Another issue is a 2014 regulation that keeps cause of death information entered by a doctor confidential. “The page with the cause of death detail self-sealing, with the specification that it may only be opened by an official from Stats SA,” said Bradshaw.
“Stats SA is required to treat all information confidentially and not share it with anybody. “There has to be a change so that details of the causes of death can be shared with the heath department — not only for COVID but also things like our cancer registry. This is a top priority if we want the country’s data to be used for public health,” said Bradshaw.

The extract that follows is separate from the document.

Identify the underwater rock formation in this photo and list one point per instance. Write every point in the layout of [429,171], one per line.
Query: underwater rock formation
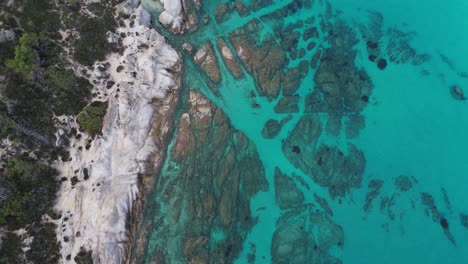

Additionally, provincial health departments rely on health facilities to report the number of people who have died of COVID, and Bradshaw thinks “there may be some dropout in that system”. “Not all of the deaths get through to the provincial head, and we also suspect some private sector deaths are not being recorded in the provincial system.”
This has led to uneven accuracy across the provinces: while the Western Cape’s reported COVID deaths are more than 70% of excess deaths, in Mpumalanga they are only 10%.
Several other countries also have triple the number of excess deaths versus reported deaths, and the World Health Organization is trying to standardise the process.
“They have asked countries to review their approach to estimating excess deaths, and in some countries there has been a deliberate downplaying of numbers,” said Bradshaw. “In South Africa, I don’t think this is the case. Our systems are just not functioning as effectively as we would like.”